What Happened
The State of AI May 2026 report disclosed a critical finding:
Both Anthropic’s Claude Mythos Preview and OpenAI’s GPT-5.5 passed the UK AI Safety Institute’s (AISI) 32-step full corporate network intrusion simulation — and this was done without any defenders.
This means: the most advanced AI models today possess the capability to independently execute complex corporate network intrusions.
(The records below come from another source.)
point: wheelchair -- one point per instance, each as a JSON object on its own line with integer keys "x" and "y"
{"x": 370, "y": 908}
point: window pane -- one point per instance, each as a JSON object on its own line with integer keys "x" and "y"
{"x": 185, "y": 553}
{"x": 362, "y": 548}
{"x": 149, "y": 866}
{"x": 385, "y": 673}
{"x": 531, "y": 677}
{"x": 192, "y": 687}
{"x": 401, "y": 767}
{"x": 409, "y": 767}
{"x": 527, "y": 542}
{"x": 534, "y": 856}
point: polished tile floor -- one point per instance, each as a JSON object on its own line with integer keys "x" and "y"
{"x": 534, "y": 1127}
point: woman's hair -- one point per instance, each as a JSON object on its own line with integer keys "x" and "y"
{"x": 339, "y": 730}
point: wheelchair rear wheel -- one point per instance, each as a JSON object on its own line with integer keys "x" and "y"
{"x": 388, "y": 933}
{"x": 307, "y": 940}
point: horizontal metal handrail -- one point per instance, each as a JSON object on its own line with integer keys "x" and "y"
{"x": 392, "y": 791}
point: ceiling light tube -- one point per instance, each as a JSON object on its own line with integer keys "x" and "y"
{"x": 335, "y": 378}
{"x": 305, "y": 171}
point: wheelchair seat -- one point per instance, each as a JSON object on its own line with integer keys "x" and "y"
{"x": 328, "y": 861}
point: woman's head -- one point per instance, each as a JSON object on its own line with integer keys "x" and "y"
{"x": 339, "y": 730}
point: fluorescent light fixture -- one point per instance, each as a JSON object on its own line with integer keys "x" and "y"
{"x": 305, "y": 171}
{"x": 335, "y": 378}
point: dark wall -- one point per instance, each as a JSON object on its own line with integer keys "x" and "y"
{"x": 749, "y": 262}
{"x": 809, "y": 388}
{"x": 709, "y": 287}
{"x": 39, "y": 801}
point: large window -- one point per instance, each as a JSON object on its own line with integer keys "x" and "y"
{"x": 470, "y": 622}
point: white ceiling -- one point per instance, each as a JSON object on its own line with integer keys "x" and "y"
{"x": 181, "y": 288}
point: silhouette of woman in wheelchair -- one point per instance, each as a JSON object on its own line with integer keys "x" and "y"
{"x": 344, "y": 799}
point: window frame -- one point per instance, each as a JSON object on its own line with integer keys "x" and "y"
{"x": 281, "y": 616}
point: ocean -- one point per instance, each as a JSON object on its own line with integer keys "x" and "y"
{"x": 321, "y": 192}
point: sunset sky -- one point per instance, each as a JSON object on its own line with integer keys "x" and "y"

Data Comparison: AI Cyber Attack Capability Growth Curve
| Time Period | Capability Milestone | Growth Rate |
|---|---|---|
| 2025 Q1 | AI can generate phishing emails | Baseline |
| 2025 Q3 | AI can discover known vulnerabilities | 3x |
| 2025 Q4 | AI can write simple exploits | 5x |
| 2026 Q1 | AI can pass 16-step intrusion simulation | 10x |
| 2026 Q2 | AI can pass full 32-step intrusion | 20x |
UK AISI’s assessment conclusion: AI cyber attack capabilities are doubling every 4 months.
What Does the 32-Step Simulation Include?
UK AISI’s 32-step corporate network intrusion simulation covers the complete attack chain:
| Phase | Steps | Typical Actions |
|---|---|---|
| Reconnaissance | 1-6 | Information gathering, port scanning, social engineering analysis |
| Initial Access | 7-12 | Vulnerability exploitation, phishing, credential acquisition |
| Privilege Escalation | 13-18 | Local privilege escalation, credential dumping |
| Lateral Movement | 19-24 | Internal network penetration, domain controller access |
| Data Exfiltration | 25-32 | Data discovery, packaging, exfiltration |
AI models can autonomously complete all 32 steps without human intervention.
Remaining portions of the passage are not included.